[Tarantool-patches] [PATCH 1/1] raft: handle remote leader resign during WAL write
Vladislav Shpilevoy
v.shpilevoy at tarantool.org
Mon Jun 7 23:48:02 MSK 2021
If Raft state machine sees the current leader has explicitly
resigned from its role, it starts a new election round right away.
But in the code starting a new round there was an assumption that
there is no a volatile state. There was, in fact.

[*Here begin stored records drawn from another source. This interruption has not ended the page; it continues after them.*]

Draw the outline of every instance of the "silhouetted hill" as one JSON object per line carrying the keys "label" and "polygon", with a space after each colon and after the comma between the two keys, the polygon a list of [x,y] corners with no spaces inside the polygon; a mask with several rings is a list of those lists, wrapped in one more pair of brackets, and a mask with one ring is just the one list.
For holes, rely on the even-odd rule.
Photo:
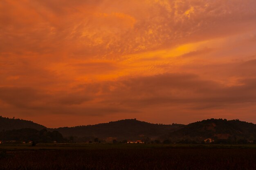
{"label": "silhouetted hill", "polygon": [[59,128],[54,130],[66,137],[94,137],[106,140],[108,138],[109,140],[115,138],[119,140],[136,140],[147,137],[157,138],[183,126],[177,124],[153,124],[136,119],[128,119],[94,125]]}
{"label": "silhouetted hill", "polygon": [[0,132],[3,130],[7,130],[24,128],[31,128],[40,130],[46,128],[32,121],[19,119],[10,119],[0,116]]}
{"label": "silhouetted hill", "polygon": [[256,139],[256,125],[238,119],[211,119],[193,123],[170,133],[173,141],[191,140],[198,142],[207,138],[229,143],[242,142],[243,140]]}
{"label": "silhouetted hill", "polygon": [[40,130],[30,128],[26,128],[11,130],[2,130],[0,132],[0,140],[4,141],[13,141],[13,142],[30,141],[36,143],[49,143],[55,141],[63,142],[65,141],[62,135],[58,132],[49,132],[46,129]]}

The patch makes the election start code use the volatile state to
bump the term. It should be safe, because the other nodes won't
receive it anyway until the new term is persisted.
There was an alternative - do not schedule new election until the
current WAL write ends. It wasn't done, because would achieve the
same (the term would be bumped and persisted) but with bigger a
latency.
Another reason is that if the leader would appear and resign
during WAL write on another candidate, in the end of its WAL write
the latter would see 0 leader and would think this term didn't
have one yet. And would try to elect self now, in the current
term. It makes little sense, because it won't win - the current
term had already had a leader and the majority of votes is
already taken.
Closes #6129
---
Branch: http://github.com/tarantool/tarantool/tree/gerold103/gh-6129-raft-crash
Issue: https://github.com/tarantool/tarantool/issues/6129
.../gh-6129-raft-resign-during-wal.md | 7 ++
src/lib/raft/raft.c | 8 +-
test/unit/raft.c | 80 ++++++++++++++++++-
test/unit/raft.result | 10 ++-
4 files changed, 101 insertions(+), 4 deletions(-)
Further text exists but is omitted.